When creating a Spark instance group for IBM Spectrum Conductor™ Deep Learning Impact, if you specify a Spark version other than 1.6.1, the default configurations in the dli-sig-template template are lost and you must ensure that all the Spark configuration settings are correct.

You must specify all configuration settings in Required Spark configuration settings, as well as the settings in one of these sections, as appropriate:

For information on additional Spark parameters, see Creating a Spark instance group to use GPUs.

Required Spark configuration settings

  • SPARK_EGO_EXECUTOR_SLOTS_MAX = 1
  • SPARK_EGO_EXECUTOR_SLOTS_RESERVE = 1
  • SPARK_EGO_GPU_EXECUTOR_SLOTS_MAX = 1
  • SPARK_EGO_GPU_EXECUTOR_SLOTS_RESERVE = 1
  • SPARK_EGO_EXECUTOR_IDLE_TIMEOUT = 6000
  • SPARK_EGO_CONF_DIR_EXTRA = ${DLI_SHARED_FS}/conf

    For example, if DLI_SHARED_FS is /gpfs/dlfs1 for deep learning module installation, then SPARK_EGO_CONF_DIR_EXTRA = /gpfs/dlfs1/conf.

Required Spark configuration settings for distributed training

To support distributed training, set the following:
  • SPARK_EGO_AUTOSCALE_GPU_SLOTS_PER_TASK = 1,2,4.
  • SPARK_EGO_APP_SCHEDULE_POLICY = fifo.
  • SPARK_EGO_ENABLE_PREEMPTION = false.
  • SPARK_EGO_SLOTS_REQUIRED_TIMEOUT must be decreased to ensure that jobs time out in a reasonable amount of time. If this value is too large, jobs competing for resources can be stuck waiting too long and are abruptly stopped by the executor.

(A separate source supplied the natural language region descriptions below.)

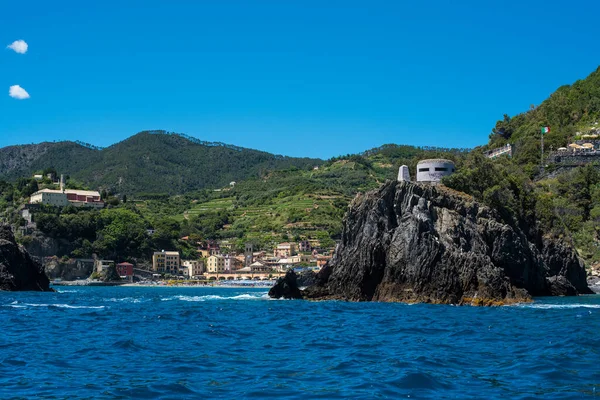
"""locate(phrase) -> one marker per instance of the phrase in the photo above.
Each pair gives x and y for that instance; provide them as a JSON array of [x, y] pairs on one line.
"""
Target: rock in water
[[18, 271], [419, 243], [286, 287]]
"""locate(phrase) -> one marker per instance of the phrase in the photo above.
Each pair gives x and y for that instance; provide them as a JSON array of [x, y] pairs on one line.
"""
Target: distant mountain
[[151, 162], [570, 110]]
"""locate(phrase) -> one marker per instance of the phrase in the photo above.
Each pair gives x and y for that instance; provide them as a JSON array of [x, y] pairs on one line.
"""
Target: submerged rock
[[419, 243], [286, 287], [18, 271]]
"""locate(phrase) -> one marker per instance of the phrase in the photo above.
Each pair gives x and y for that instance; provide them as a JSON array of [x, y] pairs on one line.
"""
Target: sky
[[299, 78]]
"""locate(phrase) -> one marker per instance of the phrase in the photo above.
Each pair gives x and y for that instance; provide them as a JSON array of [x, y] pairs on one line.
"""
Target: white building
[[433, 170], [62, 198], [403, 174]]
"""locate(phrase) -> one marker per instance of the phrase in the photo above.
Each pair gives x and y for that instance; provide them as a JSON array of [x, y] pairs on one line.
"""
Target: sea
[[236, 343]]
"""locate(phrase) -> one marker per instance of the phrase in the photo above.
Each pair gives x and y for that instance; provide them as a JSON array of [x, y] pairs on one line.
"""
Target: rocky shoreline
[[18, 271], [407, 242]]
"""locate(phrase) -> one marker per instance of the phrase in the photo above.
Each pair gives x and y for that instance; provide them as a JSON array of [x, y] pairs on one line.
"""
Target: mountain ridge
[[132, 165]]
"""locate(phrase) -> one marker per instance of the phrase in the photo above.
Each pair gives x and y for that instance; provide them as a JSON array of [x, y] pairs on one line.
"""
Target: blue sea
[[194, 343]]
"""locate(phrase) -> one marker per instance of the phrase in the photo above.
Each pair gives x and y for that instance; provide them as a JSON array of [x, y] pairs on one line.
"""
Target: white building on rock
[[433, 170]]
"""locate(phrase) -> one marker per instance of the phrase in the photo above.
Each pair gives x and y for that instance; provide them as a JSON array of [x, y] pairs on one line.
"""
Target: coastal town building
[[215, 264], [322, 260], [259, 267], [304, 246], [125, 270], [285, 250], [166, 262], [433, 170], [500, 151], [195, 268], [63, 198]]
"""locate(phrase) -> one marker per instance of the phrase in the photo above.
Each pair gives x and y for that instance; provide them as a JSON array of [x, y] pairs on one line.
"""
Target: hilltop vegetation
[[153, 161], [569, 109], [567, 205], [180, 186]]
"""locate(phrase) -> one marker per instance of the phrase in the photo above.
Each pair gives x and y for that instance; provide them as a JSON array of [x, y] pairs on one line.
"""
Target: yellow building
[[285, 250], [166, 261], [215, 264], [194, 267]]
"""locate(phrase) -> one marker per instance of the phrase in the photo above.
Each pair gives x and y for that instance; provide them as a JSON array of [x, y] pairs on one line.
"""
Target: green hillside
[[571, 108], [156, 162]]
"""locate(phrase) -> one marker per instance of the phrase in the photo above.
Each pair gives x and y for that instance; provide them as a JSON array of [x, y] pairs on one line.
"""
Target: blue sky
[[297, 78]]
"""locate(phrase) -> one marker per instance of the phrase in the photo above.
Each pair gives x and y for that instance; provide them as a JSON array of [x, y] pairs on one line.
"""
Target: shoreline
[[147, 285]]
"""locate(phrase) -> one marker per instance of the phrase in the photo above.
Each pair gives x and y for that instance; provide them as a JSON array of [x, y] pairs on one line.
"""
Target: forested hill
[[570, 109], [155, 161]]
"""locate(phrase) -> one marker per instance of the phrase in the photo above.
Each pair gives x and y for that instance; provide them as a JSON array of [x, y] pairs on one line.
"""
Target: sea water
[[186, 343]]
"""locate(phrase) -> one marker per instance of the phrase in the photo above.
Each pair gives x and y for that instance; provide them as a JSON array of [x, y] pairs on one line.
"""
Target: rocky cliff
[[419, 243], [17, 269]]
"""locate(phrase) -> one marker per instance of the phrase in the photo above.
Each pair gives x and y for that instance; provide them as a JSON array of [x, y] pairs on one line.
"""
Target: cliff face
[[415, 243], [17, 270]]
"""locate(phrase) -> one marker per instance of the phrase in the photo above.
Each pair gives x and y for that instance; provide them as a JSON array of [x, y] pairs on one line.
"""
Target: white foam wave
[[559, 306], [124, 300], [16, 304], [245, 296]]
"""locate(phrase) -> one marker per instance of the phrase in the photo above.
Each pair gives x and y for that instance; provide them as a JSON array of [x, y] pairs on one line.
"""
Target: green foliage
[[152, 161], [568, 109]]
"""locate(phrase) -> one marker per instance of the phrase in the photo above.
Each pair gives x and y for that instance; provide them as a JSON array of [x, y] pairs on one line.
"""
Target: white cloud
[[17, 92], [19, 46]]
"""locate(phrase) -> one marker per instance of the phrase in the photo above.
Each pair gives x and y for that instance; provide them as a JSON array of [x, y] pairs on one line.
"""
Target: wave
[[558, 306], [16, 304], [124, 300], [245, 296]]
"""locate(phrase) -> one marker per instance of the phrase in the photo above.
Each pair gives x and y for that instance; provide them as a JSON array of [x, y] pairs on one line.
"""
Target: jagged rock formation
[[110, 274], [17, 270], [419, 243], [286, 287], [69, 270]]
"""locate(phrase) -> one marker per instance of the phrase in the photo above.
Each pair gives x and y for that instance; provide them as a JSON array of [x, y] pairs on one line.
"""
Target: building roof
[[171, 253], [440, 160], [71, 191]]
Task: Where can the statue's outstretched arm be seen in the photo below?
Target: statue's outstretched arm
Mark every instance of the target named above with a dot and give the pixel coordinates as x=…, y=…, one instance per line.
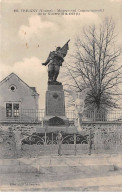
x=48, y=60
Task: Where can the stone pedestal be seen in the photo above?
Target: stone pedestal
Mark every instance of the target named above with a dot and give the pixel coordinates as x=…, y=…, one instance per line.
x=55, y=106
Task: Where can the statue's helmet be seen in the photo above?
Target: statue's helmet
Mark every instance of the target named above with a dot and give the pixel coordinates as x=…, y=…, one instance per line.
x=58, y=48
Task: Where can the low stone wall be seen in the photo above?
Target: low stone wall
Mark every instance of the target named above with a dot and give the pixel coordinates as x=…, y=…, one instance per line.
x=30, y=128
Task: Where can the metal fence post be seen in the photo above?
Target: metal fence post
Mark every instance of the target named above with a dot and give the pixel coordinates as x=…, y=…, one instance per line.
x=75, y=143
x=45, y=138
x=90, y=142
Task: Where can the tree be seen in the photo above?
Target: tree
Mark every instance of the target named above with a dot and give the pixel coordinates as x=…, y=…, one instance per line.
x=95, y=65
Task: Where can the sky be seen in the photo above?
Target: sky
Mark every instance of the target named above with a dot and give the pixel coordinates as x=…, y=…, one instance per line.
x=26, y=38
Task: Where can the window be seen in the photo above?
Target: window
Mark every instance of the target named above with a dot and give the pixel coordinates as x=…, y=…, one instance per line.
x=12, y=110
x=9, y=110
x=12, y=88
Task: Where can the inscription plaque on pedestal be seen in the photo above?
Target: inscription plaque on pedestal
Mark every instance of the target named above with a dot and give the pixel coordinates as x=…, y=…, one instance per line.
x=55, y=104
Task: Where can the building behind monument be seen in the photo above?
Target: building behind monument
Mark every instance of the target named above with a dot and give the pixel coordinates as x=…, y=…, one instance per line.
x=15, y=98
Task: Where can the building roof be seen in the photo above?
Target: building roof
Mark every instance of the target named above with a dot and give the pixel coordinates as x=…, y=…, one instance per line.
x=13, y=74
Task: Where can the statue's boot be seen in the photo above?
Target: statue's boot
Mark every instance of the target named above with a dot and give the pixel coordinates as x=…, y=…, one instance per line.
x=55, y=78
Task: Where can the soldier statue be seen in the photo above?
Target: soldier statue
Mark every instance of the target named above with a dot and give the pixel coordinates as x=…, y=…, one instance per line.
x=54, y=61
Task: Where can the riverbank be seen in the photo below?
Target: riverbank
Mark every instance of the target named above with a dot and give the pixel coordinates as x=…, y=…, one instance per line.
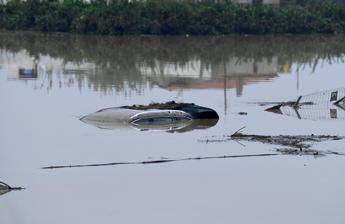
x=172, y=17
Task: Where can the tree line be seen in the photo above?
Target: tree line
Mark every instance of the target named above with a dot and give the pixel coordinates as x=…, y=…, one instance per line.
x=206, y=17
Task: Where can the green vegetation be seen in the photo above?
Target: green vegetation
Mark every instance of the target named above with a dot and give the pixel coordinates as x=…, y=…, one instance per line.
x=120, y=17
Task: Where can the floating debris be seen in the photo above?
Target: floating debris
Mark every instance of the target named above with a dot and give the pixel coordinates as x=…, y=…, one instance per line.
x=5, y=188
x=324, y=105
x=300, y=142
x=307, y=152
x=165, y=160
x=170, y=116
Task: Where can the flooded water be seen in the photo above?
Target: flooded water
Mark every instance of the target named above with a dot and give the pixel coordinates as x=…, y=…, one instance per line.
x=48, y=82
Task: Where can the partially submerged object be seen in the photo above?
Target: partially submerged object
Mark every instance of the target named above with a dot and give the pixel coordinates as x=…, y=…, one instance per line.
x=5, y=188
x=289, y=144
x=323, y=105
x=170, y=116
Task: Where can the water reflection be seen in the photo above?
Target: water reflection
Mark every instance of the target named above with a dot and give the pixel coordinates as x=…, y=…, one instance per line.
x=126, y=64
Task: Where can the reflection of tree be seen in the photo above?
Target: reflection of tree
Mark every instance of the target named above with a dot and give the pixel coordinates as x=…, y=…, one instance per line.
x=118, y=59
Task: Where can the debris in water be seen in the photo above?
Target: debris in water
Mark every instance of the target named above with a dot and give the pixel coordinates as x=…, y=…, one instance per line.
x=5, y=188
x=300, y=142
x=324, y=105
x=165, y=160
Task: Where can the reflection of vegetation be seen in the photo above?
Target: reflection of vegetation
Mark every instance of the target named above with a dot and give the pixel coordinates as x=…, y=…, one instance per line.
x=172, y=17
x=118, y=59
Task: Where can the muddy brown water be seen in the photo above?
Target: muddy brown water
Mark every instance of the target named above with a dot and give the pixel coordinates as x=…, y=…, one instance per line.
x=49, y=81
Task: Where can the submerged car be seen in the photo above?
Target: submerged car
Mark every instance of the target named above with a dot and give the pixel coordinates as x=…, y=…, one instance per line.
x=170, y=116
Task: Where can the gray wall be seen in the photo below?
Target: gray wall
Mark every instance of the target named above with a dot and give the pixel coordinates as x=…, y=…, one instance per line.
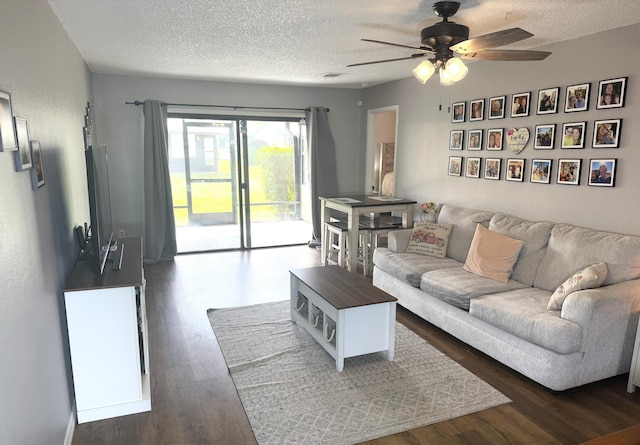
x=119, y=126
x=50, y=86
x=423, y=133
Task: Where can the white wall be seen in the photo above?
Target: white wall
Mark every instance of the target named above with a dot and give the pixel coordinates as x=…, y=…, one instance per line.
x=119, y=126
x=50, y=86
x=423, y=134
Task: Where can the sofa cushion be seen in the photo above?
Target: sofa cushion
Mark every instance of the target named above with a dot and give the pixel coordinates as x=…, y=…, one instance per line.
x=535, y=236
x=409, y=267
x=571, y=248
x=464, y=225
x=587, y=278
x=523, y=313
x=430, y=239
x=492, y=255
x=456, y=286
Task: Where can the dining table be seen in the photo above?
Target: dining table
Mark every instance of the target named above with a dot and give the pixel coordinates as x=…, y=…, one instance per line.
x=355, y=205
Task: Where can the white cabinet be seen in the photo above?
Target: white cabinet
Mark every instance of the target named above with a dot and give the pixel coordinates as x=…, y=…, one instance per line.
x=107, y=326
x=634, y=373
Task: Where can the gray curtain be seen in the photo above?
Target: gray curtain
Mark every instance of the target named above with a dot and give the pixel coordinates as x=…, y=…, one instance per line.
x=159, y=239
x=322, y=155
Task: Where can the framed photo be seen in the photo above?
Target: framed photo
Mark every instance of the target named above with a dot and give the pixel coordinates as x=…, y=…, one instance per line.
x=457, y=112
x=569, y=171
x=7, y=133
x=520, y=104
x=473, y=168
x=455, y=165
x=496, y=107
x=37, y=172
x=541, y=171
x=456, y=139
x=573, y=134
x=548, y=100
x=606, y=134
x=577, y=98
x=474, y=140
x=492, y=168
x=23, y=155
x=476, y=112
x=515, y=170
x=602, y=172
x=494, y=138
x=545, y=137
x=611, y=93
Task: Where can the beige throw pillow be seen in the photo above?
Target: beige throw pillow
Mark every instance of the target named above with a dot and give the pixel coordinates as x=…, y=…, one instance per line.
x=430, y=239
x=588, y=278
x=492, y=255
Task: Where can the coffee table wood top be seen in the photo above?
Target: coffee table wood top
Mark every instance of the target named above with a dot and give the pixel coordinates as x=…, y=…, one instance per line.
x=341, y=288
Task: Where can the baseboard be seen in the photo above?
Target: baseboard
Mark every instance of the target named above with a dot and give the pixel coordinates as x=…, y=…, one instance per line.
x=71, y=426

Required Spark configuration settings for elastic distributed training

To support elastic distributed training, set the following:
  • SPARK_EGO_AUTOSCALE_GPU_SLOTS_PER_TASK = 1 .
  • SPARK_EGO_APP_SCHEDULE_POLICY = fairshare.
    Note: Distributed training with auto-scaling can work with both fifo and fairshare, however fairshare is preferred. When using fairshare, follow these guidelines:
    • Do not disable reclaim for the executor consumers and do not set SPARK_EGO_RECLAIM_GRACE_PERIOD. Use default reclaim settings for the consumer.
    • Do not change the SPARK_EGO_SLOTS_REQUIRED_TIMEOUT value.
  • SPARK_EGO_ENABLE_PREEMPTION = true.